È una questione molto tecnica, ma che potrebbe costare alle imprese italiane di trasformazione del pomodoro da industria – in termini di adeguamento – sino a 90 milioni di euro in dieci anni, con il rischio di mettere in grossa difficoltà l’intera filiera italiana e in particolare quella del Nord Italia, dove si ha la maggiore produzione di concentrato. Il tema è quello della riforma, presentata dalla Commissione Europea, dell’Emission Trading System, ossia lo strumento, derivante dalla direttiva 2003/87 della Ce, utilizzato per controllare le emissioni in atmosfera a livello internazionale nel rispetto dei vincoli ambientali derivanti dal Protocollo di Kyoto.

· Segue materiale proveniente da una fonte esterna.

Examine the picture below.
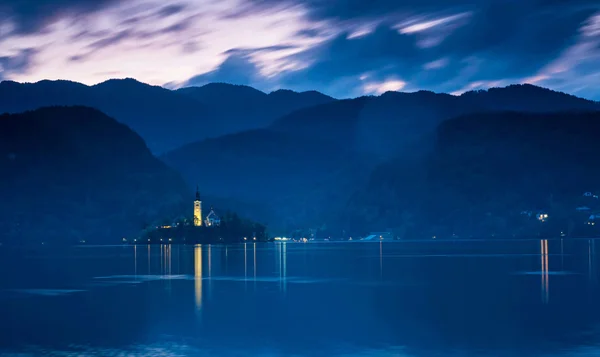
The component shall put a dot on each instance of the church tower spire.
(197, 209)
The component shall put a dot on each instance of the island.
(200, 229)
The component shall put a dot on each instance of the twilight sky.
(344, 48)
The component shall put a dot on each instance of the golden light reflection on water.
(544, 270)
(198, 275)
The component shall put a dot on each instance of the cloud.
(236, 69)
(18, 63)
(309, 44)
(33, 16)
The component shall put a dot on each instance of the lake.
(406, 299)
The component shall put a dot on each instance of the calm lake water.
(407, 299)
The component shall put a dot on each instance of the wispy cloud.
(306, 44)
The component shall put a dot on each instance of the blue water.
(407, 299)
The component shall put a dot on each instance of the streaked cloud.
(341, 47)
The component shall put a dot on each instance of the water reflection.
(544, 270)
(592, 260)
(198, 275)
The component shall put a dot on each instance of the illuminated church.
(211, 220)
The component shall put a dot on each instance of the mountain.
(272, 177)
(247, 108)
(395, 122)
(279, 165)
(489, 174)
(73, 173)
(165, 119)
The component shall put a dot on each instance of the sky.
(344, 48)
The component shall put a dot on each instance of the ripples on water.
(405, 299)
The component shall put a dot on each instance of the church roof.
(212, 215)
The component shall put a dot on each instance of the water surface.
(407, 299)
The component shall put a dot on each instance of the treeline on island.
(509, 162)
(232, 229)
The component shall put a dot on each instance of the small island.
(201, 229)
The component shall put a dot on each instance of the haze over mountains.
(165, 119)
(298, 160)
(72, 174)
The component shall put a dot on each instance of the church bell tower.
(197, 209)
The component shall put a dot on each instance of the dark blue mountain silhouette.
(73, 173)
(165, 119)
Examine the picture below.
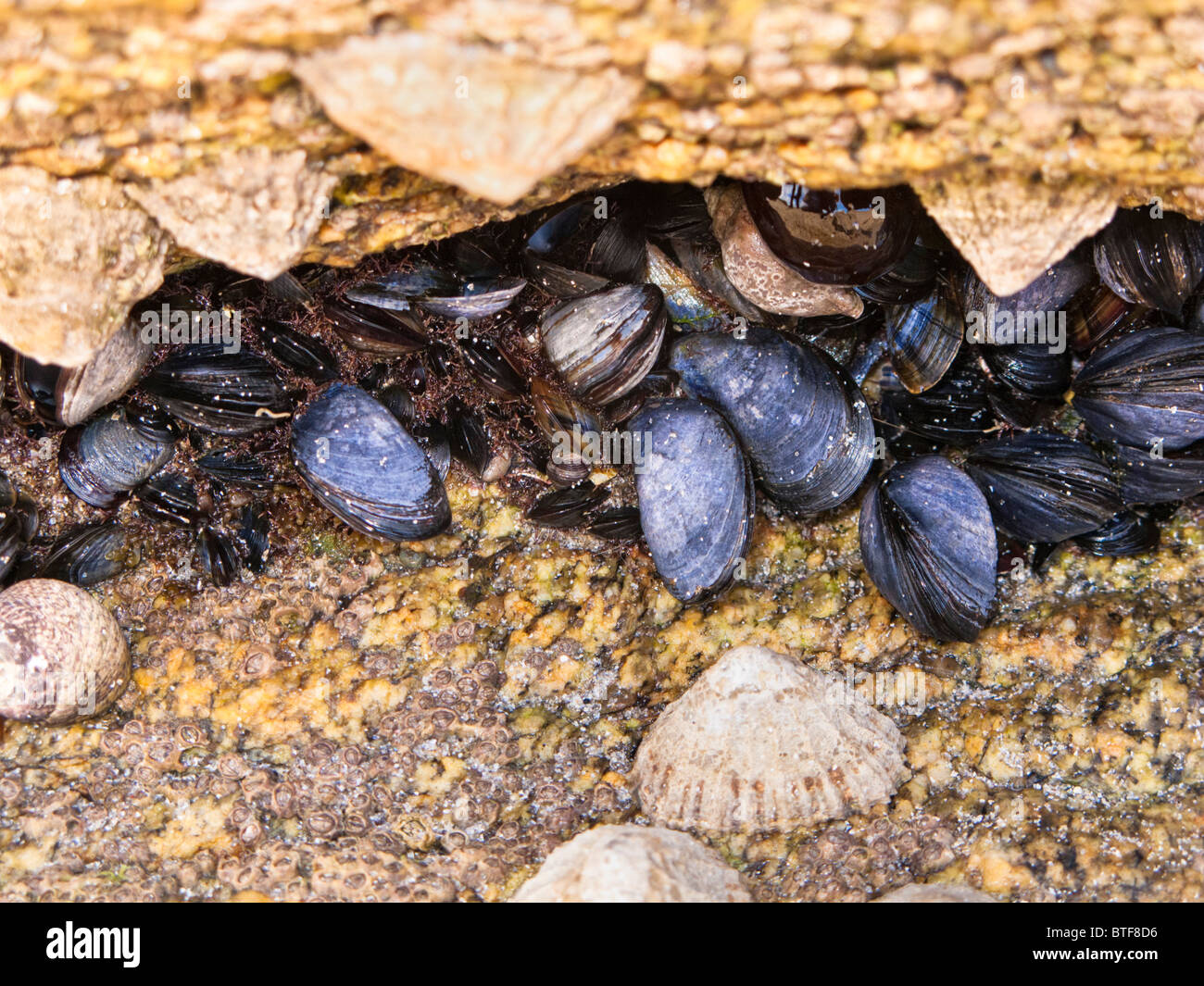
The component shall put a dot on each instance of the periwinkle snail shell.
(63, 657)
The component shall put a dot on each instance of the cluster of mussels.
(727, 336)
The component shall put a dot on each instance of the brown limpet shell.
(633, 864)
(761, 742)
(63, 657)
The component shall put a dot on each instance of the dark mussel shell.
(374, 330)
(217, 554)
(1023, 337)
(299, 352)
(567, 508)
(617, 524)
(88, 555)
(956, 412)
(602, 344)
(923, 340)
(219, 393)
(930, 547)
(1127, 533)
(803, 423)
(493, 368)
(1150, 477)
(1044, 486)
(236, 469)
(473, 300)
(71, 395)
(696, 497)
(847, 236)
(252, 535)
(1099, 313)
(690, 307)
(1152, 260)
(910, 280)
(364, 466)
(169, 497)
(103, 460)
(1145, 389)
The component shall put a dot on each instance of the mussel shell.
(236, 469)
(847, 236)
(474, 299)
(569, 507)
(956, 412)
(696, 496)
(1148, 477)
(803, 423)
(493, 368)
(169, 497)
(928, 544)
(217, 555)
(364, 466)
(103, 460)
(374, 330)
(70, 395)
(1156, 261)
(219, 393)
(1127, 533)
(602, 344)
(254, 525)
(87, 555)
(1044, 486)
(923, 340)
(1145, 389)
(299, 352)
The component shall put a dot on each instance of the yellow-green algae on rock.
(428, 721)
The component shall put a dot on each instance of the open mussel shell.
(474, 299)
(847, 236)
(219, 393)
(300, 352)
(696, 496)
(602, 344)
(376, 330)
(359, 461)
(928, 544)
(1152, 476)
(1127, 533)
(690, 308)
(169, 497)
(1044, 486)
(958, 412)
(70, 395)
(1145, 389)
(103, 460)
(803, 423)
(88, 555)
(1152, 260)
(923, 340)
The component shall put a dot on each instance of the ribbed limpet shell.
(63, 657)
(935, 893)
(633, 864)
(763, 743)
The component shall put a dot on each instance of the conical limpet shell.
(631, 864)
(935, 893)
(763, 743)
(63, 657)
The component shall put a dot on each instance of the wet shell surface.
(935, 893)
(63, 656)
(763, 743)
(633, 864)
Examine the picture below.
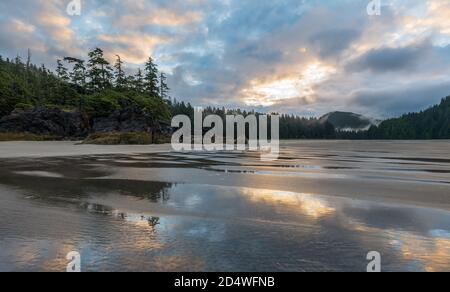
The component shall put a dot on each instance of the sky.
(305, 57)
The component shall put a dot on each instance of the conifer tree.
(151, 86)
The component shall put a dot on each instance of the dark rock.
(55, 122)
(46, 121)
(129, 118)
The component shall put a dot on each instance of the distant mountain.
(345, 121)
(433, 123)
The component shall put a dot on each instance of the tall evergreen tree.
(163, 87)
(151, 86)
(61, 71)
(139, 81)
(99, 71)
(119, 74)
(78, 74)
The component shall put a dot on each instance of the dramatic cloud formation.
(296, 56)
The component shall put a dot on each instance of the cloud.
(397, 101)
(305, 57)
(391, 59)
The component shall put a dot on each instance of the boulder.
(46, 121)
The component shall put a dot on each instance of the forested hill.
(101, 97)
(433, 123)
(90, 96)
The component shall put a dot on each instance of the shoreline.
(46, 149)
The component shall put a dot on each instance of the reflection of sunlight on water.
(308, 205)
(431, 253)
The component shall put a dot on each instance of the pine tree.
(61, 71)
(78, 74)
(119, 74)
(99, 72)
(163, 88)
(151, 78)
(139, 81)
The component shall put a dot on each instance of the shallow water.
(321, 207)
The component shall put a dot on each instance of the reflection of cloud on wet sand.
(306, 204)
(426, 253)
(432, 253)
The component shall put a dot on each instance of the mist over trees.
(96, 88)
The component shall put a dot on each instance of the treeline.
(97, 88)
(93, 86)
(291, 126)
(433, 123)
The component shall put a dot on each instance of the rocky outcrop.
(46, 121)
(58, 123)
(129, 118)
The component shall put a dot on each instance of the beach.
(322, 206)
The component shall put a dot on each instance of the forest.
(96, 88)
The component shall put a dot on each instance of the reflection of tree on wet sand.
(72, 188)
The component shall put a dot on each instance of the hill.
(433, 123)
(345, 121)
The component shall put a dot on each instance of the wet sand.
(321, 207)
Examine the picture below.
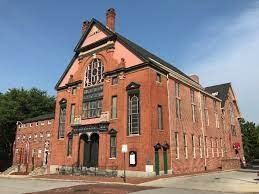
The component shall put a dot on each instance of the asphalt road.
(18, 185)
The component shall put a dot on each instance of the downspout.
(170, 123)
(203, 134)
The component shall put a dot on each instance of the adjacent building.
(115, 96)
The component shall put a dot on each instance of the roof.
(39, 118)
(133, 47)
(222, 90)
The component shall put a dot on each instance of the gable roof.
(222, 90)
(133, 47)
(40, 118)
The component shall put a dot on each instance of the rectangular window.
(212, 147)
(72, 113)
(207, 117)
(158, 77)
(62, 121)
(160, 117)
(176, 145)
(178, 108)
(207, 147)
(200, 146)
(221, 146)
(177, 89)
(92, 102)
(73, 91)
(185, 145)
(113, 146)
(92, 109)
(133, 114)
(193, 147)
(115, 80)
(70, 145)
(114, 107)
(217, 147)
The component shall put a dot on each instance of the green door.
(165, 161)
(156, 162)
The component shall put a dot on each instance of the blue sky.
(218, 40)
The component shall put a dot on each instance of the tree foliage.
(250, 134)
(17, 105)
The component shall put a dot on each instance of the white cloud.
(230, 53)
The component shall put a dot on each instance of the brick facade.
(159, 145)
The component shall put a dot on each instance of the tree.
(250, 139)
(18, 105)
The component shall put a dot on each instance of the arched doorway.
(89, 149)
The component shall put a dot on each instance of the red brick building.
(31, 148)
(116, 94)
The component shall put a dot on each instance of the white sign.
(124, 148)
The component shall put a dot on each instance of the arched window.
(69, 144)
(232, 114)
(94, 73)
(133, 116)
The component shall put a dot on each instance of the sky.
(217, 40)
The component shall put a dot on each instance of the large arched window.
(133, 109)
(94, 73)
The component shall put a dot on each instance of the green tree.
(17, 105)
(250, 137)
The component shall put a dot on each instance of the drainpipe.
(170, 122)
(203, 133)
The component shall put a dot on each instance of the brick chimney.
(110, 19)
(85, 26)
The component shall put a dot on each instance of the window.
(92, 102)
(212, 147)
(47, 134)
(39, 153)
(176, 145)
(217, 119)
(177, 89)
(178, 100)
(160, 117)
(72, 113)
(41, 136)
(217, 147)
(207, 147)
(133, 114)
(115, 80)
(70, 144)
(62, 120)
(206, 111)
(178, 108)
(221, 146)
(73, 91)
(200, 146)
(185, 145)
(114, 107)
(94, 73)
(35, 137)
(193, 147)
(232, 114)
(113, 146)
(158, 77)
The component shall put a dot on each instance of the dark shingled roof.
(222, 90)
(39, 118)
(136, 49)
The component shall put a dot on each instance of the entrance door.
(94, 150)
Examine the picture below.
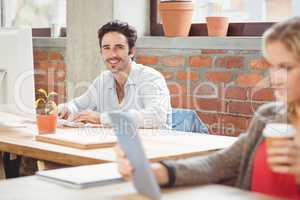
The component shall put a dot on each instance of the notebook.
(83, 176)
(79, 140)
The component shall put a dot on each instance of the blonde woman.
(236, 164)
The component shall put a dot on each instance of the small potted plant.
(176, 17)
(46, 118)
(217, 25)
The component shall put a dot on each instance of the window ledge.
(49, 42)
(150, 42)
(238, 43)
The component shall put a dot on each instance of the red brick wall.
(50, 71)
(221, 85)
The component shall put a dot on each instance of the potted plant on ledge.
(217, 25)
(176, 17)
(46, 118)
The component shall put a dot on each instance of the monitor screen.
(17, 92)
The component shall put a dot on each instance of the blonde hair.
(288, 33)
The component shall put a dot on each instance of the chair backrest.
(187, 120)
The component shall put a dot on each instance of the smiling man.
(125, 86)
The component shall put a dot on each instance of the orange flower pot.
(176, 17)
(217, 26)
(46, 123)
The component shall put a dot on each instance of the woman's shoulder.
(272, 112)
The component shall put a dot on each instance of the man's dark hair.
(121, 27)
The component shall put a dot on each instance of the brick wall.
(50, 71)
(223, 86)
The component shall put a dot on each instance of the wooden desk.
(29, 188)
(159, 145)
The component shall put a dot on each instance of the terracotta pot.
(176, 17)
(46, 123)
(217, 26)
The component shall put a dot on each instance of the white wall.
(135, 12)
(84, 18)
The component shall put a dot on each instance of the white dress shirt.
(146, 97)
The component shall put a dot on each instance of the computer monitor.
(17, 94)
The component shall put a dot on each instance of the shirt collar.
(132, 77)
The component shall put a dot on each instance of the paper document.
(73, 124)
(2, 76)
(83, 176)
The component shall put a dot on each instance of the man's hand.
(87, 116)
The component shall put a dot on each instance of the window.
(247, 17)
(42, 15)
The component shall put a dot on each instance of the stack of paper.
(83, 176)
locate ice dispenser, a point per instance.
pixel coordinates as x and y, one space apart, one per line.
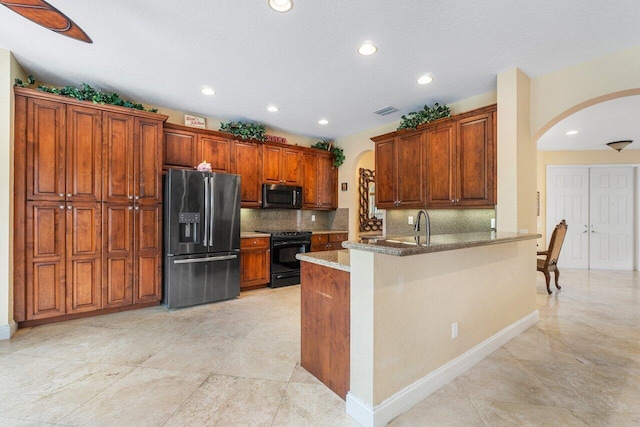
189 225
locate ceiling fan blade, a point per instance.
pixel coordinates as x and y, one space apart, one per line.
47 16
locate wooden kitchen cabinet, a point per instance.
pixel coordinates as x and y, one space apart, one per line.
282 165
400 171
255 262
82 173
247 162
320 181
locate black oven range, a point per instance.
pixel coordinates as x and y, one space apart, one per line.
285 245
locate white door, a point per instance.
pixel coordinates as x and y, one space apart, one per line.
568 199
597 203
611 218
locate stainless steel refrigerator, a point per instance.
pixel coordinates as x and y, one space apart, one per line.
201 237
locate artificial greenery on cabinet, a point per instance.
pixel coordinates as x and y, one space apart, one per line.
245 130
426 115
85 92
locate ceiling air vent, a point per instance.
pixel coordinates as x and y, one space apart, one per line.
385 110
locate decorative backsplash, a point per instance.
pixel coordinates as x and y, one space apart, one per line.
443 221
293 219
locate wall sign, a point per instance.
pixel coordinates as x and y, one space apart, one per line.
194 121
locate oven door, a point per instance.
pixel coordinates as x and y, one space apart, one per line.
285 268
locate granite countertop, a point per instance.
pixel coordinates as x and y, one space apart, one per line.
411 245
335 259
252 234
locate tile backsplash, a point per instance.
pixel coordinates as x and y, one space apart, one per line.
293 219
443 221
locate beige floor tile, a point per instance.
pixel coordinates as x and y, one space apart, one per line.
512 414
63 390
145 397
312 405
231 401
440 411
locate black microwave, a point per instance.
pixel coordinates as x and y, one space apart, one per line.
281 196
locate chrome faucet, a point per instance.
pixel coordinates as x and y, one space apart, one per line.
427 222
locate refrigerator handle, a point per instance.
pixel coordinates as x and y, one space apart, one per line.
205 237
211 213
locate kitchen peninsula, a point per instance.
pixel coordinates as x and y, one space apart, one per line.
421 314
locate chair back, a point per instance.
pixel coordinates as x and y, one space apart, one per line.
555 244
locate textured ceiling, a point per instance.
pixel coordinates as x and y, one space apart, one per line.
163 52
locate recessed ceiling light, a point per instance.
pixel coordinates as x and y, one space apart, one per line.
367 49
281 5
425 80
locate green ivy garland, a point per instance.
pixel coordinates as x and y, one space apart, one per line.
338 154
426 115
86 93
245 130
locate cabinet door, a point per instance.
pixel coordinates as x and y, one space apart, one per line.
148 253
410 171
386 180
45 259
216 151
247 162
291 166
310 180
147 154
117 254
46 135
83 257
272 165
476 160
441 165
327 183
118 162
84 154
180 149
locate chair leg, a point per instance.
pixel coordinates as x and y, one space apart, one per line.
547 277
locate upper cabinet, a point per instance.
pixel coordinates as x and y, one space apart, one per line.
400 171
282 165
447 163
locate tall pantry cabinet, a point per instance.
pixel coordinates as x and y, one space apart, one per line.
87 207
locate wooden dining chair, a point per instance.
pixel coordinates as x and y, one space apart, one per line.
550 262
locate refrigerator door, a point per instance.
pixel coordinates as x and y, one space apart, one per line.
224 225
199 279
186 212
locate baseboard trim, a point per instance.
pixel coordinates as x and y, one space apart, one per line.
6 331
408 397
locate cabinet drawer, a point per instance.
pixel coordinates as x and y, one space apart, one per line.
255 242
337 237
319 238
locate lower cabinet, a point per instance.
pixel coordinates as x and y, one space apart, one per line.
255 262
327 241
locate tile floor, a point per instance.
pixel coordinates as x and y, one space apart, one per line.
235 363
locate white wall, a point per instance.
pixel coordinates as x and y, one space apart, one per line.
9 70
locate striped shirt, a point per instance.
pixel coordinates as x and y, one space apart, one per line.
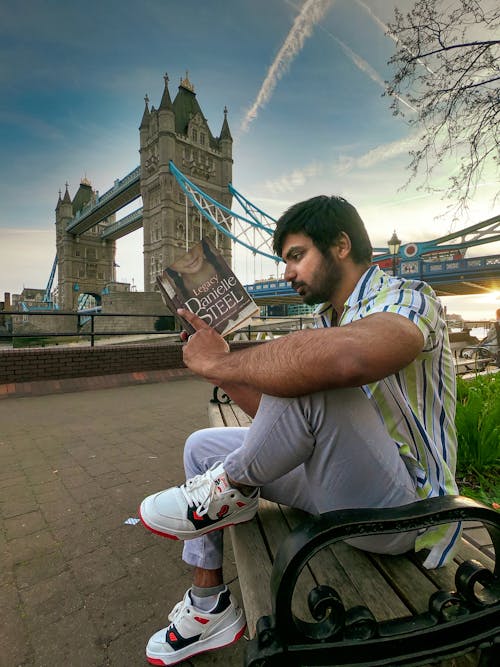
416 404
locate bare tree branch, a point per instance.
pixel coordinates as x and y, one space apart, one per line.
448 68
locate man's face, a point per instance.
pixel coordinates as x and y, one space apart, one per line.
313 276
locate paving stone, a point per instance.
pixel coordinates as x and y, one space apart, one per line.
25 524
97 568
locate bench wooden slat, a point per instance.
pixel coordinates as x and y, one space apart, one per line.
356 570
249 549
407 580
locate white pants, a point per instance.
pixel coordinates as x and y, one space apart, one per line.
322 452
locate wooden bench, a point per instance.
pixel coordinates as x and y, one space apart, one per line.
367 609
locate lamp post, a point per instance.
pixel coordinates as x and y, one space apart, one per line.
394 245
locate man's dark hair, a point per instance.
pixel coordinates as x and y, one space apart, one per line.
323 219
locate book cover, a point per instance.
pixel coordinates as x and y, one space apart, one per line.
201 281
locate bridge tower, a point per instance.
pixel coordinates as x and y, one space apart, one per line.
179 131
86 263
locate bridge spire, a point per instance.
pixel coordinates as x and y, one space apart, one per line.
225 132
67 198
145 115
166 102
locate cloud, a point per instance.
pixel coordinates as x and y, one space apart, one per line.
293 180
311 14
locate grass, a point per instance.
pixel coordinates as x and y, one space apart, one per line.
478 431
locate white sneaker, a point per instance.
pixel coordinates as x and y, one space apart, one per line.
192 631
204 503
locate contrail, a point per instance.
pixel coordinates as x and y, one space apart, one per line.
365 67
311 13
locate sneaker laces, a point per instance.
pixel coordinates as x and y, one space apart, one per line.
180 608
200 490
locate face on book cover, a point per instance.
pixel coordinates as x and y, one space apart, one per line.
191 262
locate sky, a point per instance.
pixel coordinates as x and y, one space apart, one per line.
302 81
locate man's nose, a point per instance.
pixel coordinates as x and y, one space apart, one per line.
290 273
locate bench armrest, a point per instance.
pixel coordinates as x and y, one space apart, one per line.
454 623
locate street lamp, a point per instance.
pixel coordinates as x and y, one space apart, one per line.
394 245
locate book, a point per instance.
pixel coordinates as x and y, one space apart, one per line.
202 281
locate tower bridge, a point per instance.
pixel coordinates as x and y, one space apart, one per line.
185 181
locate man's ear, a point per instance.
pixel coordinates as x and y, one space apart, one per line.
343 246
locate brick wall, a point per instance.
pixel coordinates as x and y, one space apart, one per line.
28 365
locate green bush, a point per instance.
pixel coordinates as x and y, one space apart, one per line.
478 432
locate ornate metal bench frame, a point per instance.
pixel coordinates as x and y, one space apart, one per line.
455 622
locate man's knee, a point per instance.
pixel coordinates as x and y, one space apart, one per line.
193 449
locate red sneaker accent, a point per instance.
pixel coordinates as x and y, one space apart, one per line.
223 511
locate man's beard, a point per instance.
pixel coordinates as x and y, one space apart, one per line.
322 284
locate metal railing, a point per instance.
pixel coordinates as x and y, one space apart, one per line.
86 322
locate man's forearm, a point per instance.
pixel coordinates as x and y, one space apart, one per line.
308 361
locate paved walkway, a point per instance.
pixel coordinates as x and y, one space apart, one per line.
78 586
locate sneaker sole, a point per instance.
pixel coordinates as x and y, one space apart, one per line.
192 534
224 638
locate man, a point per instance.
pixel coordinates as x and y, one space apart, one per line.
358 412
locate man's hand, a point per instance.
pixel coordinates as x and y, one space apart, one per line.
204 349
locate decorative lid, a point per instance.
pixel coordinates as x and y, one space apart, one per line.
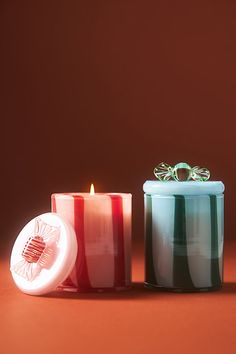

La revisione attualmente in discussione penalizzerebbe le industrie di trasformazione del pomodoro e così l’Organizzazione Interprofessionale Pomodoro da Industria del Nord Italia ha iniziato un’attività di sensibilizzazione delle istituzioni politiche ed ha incontrato l’europarlamentare Damiano Zoffoli, componente della Commissione per l’ambiente.

“Nell’Emission Trading attualmente in vigore – ha spiegato il componente del comitato dell’OI Guido Conforti – alcuni sottosettori, come il nostro del concentrato, in base ad alcuni indici tecnici, sono esclusi da alcuni vincoli perché a rischio di delocalizzazione fuori dalla Ue. Con la riforma ora in discussione siamo stati inglobati nel settore più generale della trasformazione degli ortofrutticoli venendo, tra l’altro, sottoposti ai meccanismi dell’Emission Trading non tanto per il totale delle emissioni che produciamo, ma perché i nostri impianti verrebbero considerati come grandi impianti, viste la loro potenza termica installata, quando in realtà sono utilizzati solo due mesi all’anno durante l’attività di campagna”.

Un altro aspetto, che si traduce quasi in un paradosso, è che in realtà l’intera industria alimentare europea – l’8% del totale degli impianti interessati dalla riforma e che sono sottoposti alle quote di Co2 – emette soltanto circa l’1% di emissioni, una quota davvero ridotta per abbattere la quale conclude Conforti “sarebbe necessaria tanta burocrazia in più e un aggravio economico insostenibile per il settore, senza apprezzabili benefici ambientali”.

“Da questi scenari – ha aggiunto il presidente dell’OI Pier Luigi Ferrari – deriverebbero notevoli problematiche in termini di concorrenza extraeuropea e di costi che si ripercuoterebbero su tutta la filiera. Da tempo è in corso un confronto con il Governo italiano che ha recepito buona parte delle nostre proposte e vogliamo tenere alta l’attenzione su questi temi”.

Di contro l’onorevole Zoffoli ha assicurato il suo interessamento e il coinvolgimento degli altri esponenti politici italiani in Parlamento europeo per discutere di questi temi.